The PEOPLE of the State of California, Acting By and Through the DEPARTMENT OF PUBLIC WORKS, Plaintiff, Respondent and Appellant, v. PRINCESS PARK ESTATES, INC., Defendant, Appellant and Respondent.

Civ. 32382.

Decided: March 21, 1969

Hansen & Dolle, Hodge L. Dolle, Hodge L. Dolle, Jr., and Warren K. Peterson, Los Angeles, for appellant and respondent. Harry S. Fenton, Chief Counsel, R. B. Pegram, Deputy Chief Counsel, Richard L. Franck, William H. Peterson, Richard J. Lopez and Robert W. Vidor, Los Angeles, for respondent and appellant.

The parties in this eminent domain action have filed separate appeals from a judgment rendered pursuant to jury verdict awarding Princess Park Estates, Inc., (hereinafter sometimes referred to as either Princess Park or the defendant) the net sum of $407,581.25 for the taking by the State of California (hereinafter sometimes referred to as the State) of 57.73 acres of real property for freeway construction purposes. The State appeals from the judgment on the issue of valuation of the part taken only and Princess Park appeals only as to the issue of severance damages. Pursuant to stipulation and order of the appellate court the separate appeals have been consolidated.

The State contends that the jury was improperly instructed as to the method of determining from the evidence the valuation to be attributed to the parcel taken as a part of a larger tract owned by the defendant. Princess Park contends, as to the measure of severance damages, that the court improperly excluded certain evidence purportedly offered to show that the southeasterly triangle of property remaining after the freeway bisection of the original acreage would not be presently economically feasible to subdivide and develop. These contentions are without merit.

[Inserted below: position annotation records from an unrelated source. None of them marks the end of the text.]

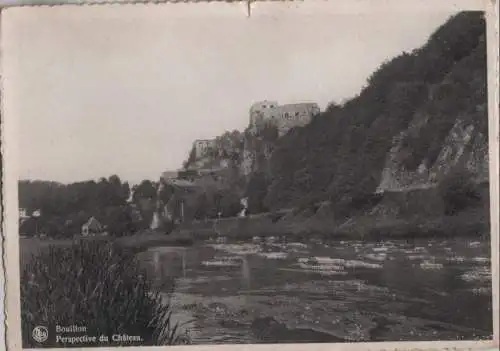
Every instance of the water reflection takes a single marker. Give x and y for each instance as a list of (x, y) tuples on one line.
[(344, 289)]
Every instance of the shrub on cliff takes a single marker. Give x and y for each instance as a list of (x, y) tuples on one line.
[(96, 286), (459, 192)]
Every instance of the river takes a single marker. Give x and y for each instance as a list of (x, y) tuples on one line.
[(277, 291)]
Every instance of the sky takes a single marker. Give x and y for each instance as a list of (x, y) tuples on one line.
[(98, 92)]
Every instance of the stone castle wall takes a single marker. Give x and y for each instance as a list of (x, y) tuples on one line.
[(284, 117)]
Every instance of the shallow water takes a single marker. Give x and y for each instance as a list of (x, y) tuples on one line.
[(328, 291)]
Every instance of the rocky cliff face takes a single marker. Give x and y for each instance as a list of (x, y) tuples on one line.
[(421, 117), (417, 161)]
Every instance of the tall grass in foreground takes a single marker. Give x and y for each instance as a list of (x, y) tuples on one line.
[(97, 286)]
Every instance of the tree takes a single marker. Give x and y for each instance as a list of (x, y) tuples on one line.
[(256, 192), (459, 192)]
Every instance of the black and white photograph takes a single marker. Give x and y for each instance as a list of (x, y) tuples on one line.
[(281, 178)]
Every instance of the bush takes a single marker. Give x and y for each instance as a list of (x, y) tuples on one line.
[(459, 192), (95, 285)]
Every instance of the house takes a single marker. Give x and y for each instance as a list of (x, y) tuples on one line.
[(92, 226)]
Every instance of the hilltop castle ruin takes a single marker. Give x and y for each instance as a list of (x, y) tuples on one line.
[(284, 117)]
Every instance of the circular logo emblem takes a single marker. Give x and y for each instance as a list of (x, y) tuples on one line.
[(40, 334)]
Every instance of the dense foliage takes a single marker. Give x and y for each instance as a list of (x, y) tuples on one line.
[(64, 208), (95, 285), (341, 153)]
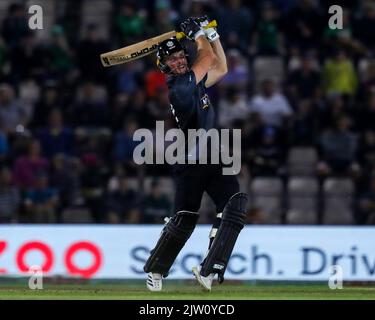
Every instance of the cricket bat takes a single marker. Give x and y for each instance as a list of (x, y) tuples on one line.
[(141, 49)]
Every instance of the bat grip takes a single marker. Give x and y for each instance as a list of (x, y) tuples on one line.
[(212, 24)]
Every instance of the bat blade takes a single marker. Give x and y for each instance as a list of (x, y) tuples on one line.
[(134, 51), (140, 49)]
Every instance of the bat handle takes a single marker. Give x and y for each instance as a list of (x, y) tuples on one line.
[(212, 24)]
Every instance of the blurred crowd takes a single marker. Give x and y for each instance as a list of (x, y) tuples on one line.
[(66, 122)]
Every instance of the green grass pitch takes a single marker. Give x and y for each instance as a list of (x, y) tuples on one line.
[(185, 290)]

On or about August 14, 1964, Princess Park purchased for an overall price of $5,500 per acre a tract of 368.341 net acres of raw and undeveloped hillside land in the Newhall-Saugus area. The subject acreage is situated some 30 miles northwest of the Los Angeles civic center with access and frontage on an existing three-lane highway commonly known as the Sierra Highway. On July 19, 1965, hereinafter referred to as the date of value or condition, the State commenced this action to acquire approximately 57 acres of defendant's property for the proposed construction of a portion of State Highway Route 14, commonly referred to as the Antelope Valley Freeway.

The topography of the acreage originally purchased and owned by defendant was irregular, ranging from level areas fronting on the Sierra Highway at the northwesterly boundary to precipitous areas of increasing steepness in proportion to their distance from the highway. The part taken was a swath running in a northeasterly direction, commencing from the rear or southernmost boundary of the larger parcel and ending at the easterly boundary line of said parcel, and its boundaries are irregular due to the nature of the terrain and the need for large cuts and fills in the proposed construction. The larger parcel also includes about 56 acres of an unstable, geologically ancient landslide with an estimated average depth of 35 feet, and of this area 12.1 acres were within the parcel taken for the freeway, while 7.2 acres were in the northwesterly parcel and 38.6 acres were situated in the severed triangle remaining southeasterly of the freeway. Almost 25% Of the part taken was within the slide area.

Prior to the date of value or condition, tentative subdivision Tract No. 30008, containing six proposed units, had been filed with the Los Angeles County Planning Commission covering the 368 acres. Only Unit 1 and Unit 2 had received final approval, pending final determination of the exact alignment of the proposed freeway right-of-way and the land in proposed Units 3, 4, 5 and 6 remained in an undeveloped condition. However, following purchase and prior to the date of value, defendant had expended well over $2 million in improving portions of the larger parcel, grading and installing storm drain, streets, water lines and sewer systems in the northwesterly portion of the tract so that Unit 1 residential development was approximately 90% Complete and some work had been done on Unit 2.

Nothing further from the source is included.